At Ahrefs, we store a huge amount of data. With nearly 200B web-pages in index, our database contains a copy of the Web graph. Given the constant stream of updates, the size of our dataset imposes some challenging constraints on the implementation of data processing algorithms. When a complete processing pass can take several days to complete, it is critical to split the work into smaller tasks and order them by priority in order to minimize the number of out of date data-points.
Due to the dynamic nature of the web, storing in memory as much information as possible offers several advantages. First, keeping state inside the program makes performance predictable and program states easier to reason by reducing interactions with the outside world. Second, in-memory immutable priority queues have good amortized complexity and simplified error handling. Third, through the option to access any previous state (and backtrack to it), a task scheduler interacting with other services in the network can reset to any combination of the previous state and keep in memory storage consistent. However, these features do not come without a cost. In addition to the already sizable amount of memory used by path duplication, the implementations of persistent queues make a heavy use of pointers, which account for an even larger amount of memory at scale, and the GC pressure induced by the high allocation rate increases the proportion of unreachable objects to be collected on the heap.
Moreover, OCaml makes it hard to implement mutable space efficient data structures, with both value boxing and complexity in writing optimized low-level code. Rust, on the other hand, is designed for such a use case. Values are packed by default, the programmer is given thorough control of memory allocations and it comes with a powerful optimizing compiler. But there is a complexity price to pay for this power.
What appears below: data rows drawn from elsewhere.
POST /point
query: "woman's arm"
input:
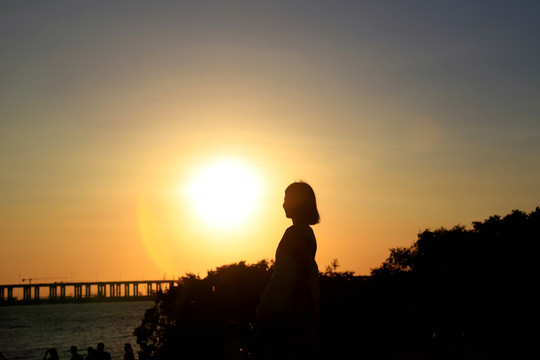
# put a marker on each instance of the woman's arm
(278, 295)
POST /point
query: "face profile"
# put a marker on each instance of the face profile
(300, 204)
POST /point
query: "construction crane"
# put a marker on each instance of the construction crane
(30, 279)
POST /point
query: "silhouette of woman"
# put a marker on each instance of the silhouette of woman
(289, 308)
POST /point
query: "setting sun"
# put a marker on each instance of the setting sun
(224, 193)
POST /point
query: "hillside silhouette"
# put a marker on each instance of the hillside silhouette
(453, 294)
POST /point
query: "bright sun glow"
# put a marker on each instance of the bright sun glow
(224, 194)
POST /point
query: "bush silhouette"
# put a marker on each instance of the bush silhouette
(453, 292)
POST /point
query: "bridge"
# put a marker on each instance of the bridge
(83, 291)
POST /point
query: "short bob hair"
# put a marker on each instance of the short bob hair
(306, 210)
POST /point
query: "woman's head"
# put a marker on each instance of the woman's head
(300, 204)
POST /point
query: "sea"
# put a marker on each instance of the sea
(27, 331)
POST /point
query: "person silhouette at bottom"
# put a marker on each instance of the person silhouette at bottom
(289, 308)
(101, 353)
(74, 354)
(128, 352)
(92, 353)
Instead of dropping OCaml altogether, it is possible to combine the two in order to get the best of both world while minimizing friction via code generation and separation of concerns. In this talk, I will discuss our experience implementing a fast and space-efficient priority queue in Rust, and accessing it from OCaml. By wrapping states under an OCaml functional interface, we can keep the advantages of easily composable immutable queues, and try to retain some of the benefits we lost in error handling by recording state changes in a monadic interface for transparent commit/rollback semantics.
This solution can be tedious, as binding two high level languages is not well supported and it is for now required to go through the C API, breaking all abstractions and type safety and making polymorphism hard. However, careful separation can help to work around the pros and cons of each language while containing this problem's complexity.